THE NHS is about to undergo yet another major reorganisation.
Having, in the past year, had to take, urgently, two family members on two separate occasions to the Royal Blackburn Hospital, I wish to make the following comments:
1) NHS Direct staff have to ask a list of questions to try to assess the severity of a patient’s condition. When I first used this service, an ambulance was immediately dispatched and paramedical management was excellent. Sadly, on the more recent second occasion, when told the patient’s condition was rapidly deteriorating, showing well marked signs of a pneumonia as assessed by his medical father-in-law and his own medically qualified wife, the NHS Direct nurse insisted on speaking to the ill, breathless patient, after which she advised a hot bath and two Paracetamol tablets “see how you are in the morning” – advice, frankly, both stupid and dangerous.

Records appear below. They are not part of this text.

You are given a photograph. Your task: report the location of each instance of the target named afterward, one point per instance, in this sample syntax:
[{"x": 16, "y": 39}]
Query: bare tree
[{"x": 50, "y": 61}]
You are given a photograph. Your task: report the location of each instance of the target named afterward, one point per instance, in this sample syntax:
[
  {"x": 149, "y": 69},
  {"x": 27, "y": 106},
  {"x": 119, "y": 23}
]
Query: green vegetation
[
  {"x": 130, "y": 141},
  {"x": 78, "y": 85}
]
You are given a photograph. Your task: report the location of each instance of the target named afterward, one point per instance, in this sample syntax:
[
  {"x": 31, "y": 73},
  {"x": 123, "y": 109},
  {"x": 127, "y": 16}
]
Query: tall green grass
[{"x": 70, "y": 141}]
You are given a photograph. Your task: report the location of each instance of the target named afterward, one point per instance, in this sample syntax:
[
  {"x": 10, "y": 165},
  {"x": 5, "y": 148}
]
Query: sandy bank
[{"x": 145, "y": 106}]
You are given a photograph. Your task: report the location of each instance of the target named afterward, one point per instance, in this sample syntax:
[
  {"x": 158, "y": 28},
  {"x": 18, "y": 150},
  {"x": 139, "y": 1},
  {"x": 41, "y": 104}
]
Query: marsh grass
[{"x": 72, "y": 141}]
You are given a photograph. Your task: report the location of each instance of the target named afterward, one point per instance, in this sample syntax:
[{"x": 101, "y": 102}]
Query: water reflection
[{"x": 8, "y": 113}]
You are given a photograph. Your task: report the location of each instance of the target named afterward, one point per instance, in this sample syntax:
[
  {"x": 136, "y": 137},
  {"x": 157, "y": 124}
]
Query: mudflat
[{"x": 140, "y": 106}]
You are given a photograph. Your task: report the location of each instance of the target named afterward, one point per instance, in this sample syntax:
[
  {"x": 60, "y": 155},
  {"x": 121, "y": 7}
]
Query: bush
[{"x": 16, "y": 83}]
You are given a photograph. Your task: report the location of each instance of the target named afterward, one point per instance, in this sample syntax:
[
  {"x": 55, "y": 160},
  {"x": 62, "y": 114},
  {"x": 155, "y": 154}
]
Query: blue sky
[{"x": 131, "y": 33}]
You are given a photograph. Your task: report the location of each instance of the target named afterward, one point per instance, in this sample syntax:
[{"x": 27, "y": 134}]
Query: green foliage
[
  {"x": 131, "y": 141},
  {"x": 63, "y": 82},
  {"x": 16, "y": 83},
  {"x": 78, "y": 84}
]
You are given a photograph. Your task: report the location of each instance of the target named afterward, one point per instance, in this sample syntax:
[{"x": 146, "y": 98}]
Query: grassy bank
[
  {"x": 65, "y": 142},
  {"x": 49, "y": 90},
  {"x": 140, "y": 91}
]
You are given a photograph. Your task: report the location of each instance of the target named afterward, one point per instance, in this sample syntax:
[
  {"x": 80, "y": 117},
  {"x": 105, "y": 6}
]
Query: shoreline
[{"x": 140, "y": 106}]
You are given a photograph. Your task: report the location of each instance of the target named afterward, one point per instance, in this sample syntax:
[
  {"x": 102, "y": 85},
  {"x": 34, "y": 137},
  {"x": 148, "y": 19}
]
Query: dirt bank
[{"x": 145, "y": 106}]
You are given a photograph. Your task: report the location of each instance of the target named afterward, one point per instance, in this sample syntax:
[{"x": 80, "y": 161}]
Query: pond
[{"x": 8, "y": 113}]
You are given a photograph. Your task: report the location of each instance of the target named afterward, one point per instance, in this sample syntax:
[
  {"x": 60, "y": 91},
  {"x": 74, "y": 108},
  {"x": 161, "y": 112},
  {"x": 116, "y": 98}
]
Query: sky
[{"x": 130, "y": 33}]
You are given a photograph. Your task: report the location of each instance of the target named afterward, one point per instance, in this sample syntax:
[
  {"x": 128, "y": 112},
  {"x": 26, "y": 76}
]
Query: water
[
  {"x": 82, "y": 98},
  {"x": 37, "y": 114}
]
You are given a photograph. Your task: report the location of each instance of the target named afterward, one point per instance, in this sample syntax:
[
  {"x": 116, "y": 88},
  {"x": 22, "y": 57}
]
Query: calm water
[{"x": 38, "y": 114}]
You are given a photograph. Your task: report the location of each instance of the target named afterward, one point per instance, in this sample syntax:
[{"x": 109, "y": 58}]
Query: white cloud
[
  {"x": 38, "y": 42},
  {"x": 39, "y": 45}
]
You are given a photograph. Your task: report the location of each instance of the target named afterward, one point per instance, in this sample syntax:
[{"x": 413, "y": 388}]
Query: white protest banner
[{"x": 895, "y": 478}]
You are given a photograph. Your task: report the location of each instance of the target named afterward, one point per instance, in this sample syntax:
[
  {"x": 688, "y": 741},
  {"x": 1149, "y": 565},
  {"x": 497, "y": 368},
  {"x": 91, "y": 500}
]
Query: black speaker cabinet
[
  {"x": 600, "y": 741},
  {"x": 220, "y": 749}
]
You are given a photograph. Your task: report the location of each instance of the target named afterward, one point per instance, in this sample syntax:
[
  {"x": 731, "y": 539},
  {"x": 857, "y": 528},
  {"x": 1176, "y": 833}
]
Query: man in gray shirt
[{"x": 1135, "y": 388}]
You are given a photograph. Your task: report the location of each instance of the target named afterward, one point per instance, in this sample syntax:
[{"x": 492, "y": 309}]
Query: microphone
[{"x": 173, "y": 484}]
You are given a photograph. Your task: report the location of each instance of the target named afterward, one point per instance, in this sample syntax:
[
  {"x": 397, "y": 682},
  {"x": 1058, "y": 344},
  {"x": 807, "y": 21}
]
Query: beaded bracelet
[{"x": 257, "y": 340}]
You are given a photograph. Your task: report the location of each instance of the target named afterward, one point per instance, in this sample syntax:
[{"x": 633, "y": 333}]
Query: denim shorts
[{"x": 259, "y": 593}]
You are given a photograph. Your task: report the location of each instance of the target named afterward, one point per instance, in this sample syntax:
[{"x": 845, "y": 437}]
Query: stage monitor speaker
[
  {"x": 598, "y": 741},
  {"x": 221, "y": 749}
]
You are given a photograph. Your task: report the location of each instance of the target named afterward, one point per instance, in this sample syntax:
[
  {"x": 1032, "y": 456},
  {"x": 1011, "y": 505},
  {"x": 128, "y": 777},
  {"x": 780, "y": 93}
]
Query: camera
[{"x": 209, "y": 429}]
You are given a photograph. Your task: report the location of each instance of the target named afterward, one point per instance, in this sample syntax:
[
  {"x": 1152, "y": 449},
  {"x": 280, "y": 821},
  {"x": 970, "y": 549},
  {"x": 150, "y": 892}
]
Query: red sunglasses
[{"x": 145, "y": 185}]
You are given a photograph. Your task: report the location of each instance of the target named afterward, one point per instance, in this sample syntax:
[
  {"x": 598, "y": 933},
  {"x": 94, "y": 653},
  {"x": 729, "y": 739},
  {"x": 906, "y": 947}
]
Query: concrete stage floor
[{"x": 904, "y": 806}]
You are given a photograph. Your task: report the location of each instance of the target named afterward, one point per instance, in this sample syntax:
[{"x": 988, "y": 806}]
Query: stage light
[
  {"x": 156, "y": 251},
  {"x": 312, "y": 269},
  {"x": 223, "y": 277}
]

2) Continuity of patient care has largely disappeared – four different ward transfers under at least three different consultants in a six-day hospital admission for pneumonia superimposed on Swine Flu, leaves both patients and relatives bemused.
3) Protocols have their place, but must not supersede common sense. What is the point of performing an ECG heart trace on a previously healthy and fit young man who is deteriorating by the hour with pneumonia? Do an ECG trace later, but get on with urgent anti-biotic treatment. Oxygen was correctly given for low oxygen blood levels, but monitoring of these was later, somewhat haphazard.
4) Box-ticking of treatment charts can be grossly and dangerously misleading. Because an anti-biotic has been ticked off as having been given at, say 6 a.m. and noon, this is simply untrue if the patient’s intravenous infusion line has clotted at 5 a.m. and is not re-sited until 1 p.m. In my experience this was by no means an isolated event.
5) A patient in isolation without access to a toilet or shower should not have urinals, washbasin and sputum mugs left to sit on his bed table for hours on end. Furthermore, relatives should not have the responsibility of providing toilet rolls to a sick patient whose repeated ward requests for such were not answered.
6) It should not surprise anyone that hospital mortality increases at weekends or on Bank Holidays, medical, nursing and cleaning staff are hard to find at these times.
7) Care of the patient and continuity of that care must be urgently restored to the NHS. Surely, it is not too much to expect a patient to be cared for by a single consultant throughout their hospital stay; that consultant must be supported by a conscientious and well-trained junior staff. They must ascertain that patients’ infusions are working and, if not, re-site them as soon as possible. Senior staff must check that drugs, if marked as given, have truly been given. Cleaning staff must be held responsible for the cleanliness of both wards and rooms and not neglect patients in isolation units.
8) Far too often patients find themselves in “limbo” in admission wards. Clear and firm decisions must be made as to where and by whom they are to be looked after. A consultant and his/her team should then manage the patient’s care throughout their hospital stay. Discharge letters should be accurate and long waits for discharge medication (if needed), hopefully, be avoided by earlier notification of the hospital pharmacies.
9) Compassionate and effective patient care by All hospital staff must be the aim of every NHS hospital. This ideal needs a certain amount of hard work, good organisation, proper and thorough medical and nursing training and a lot of common sense. It must not be lost in a welter of “mission statements”, unrealistic protocols, poor decision making and dubious league tables.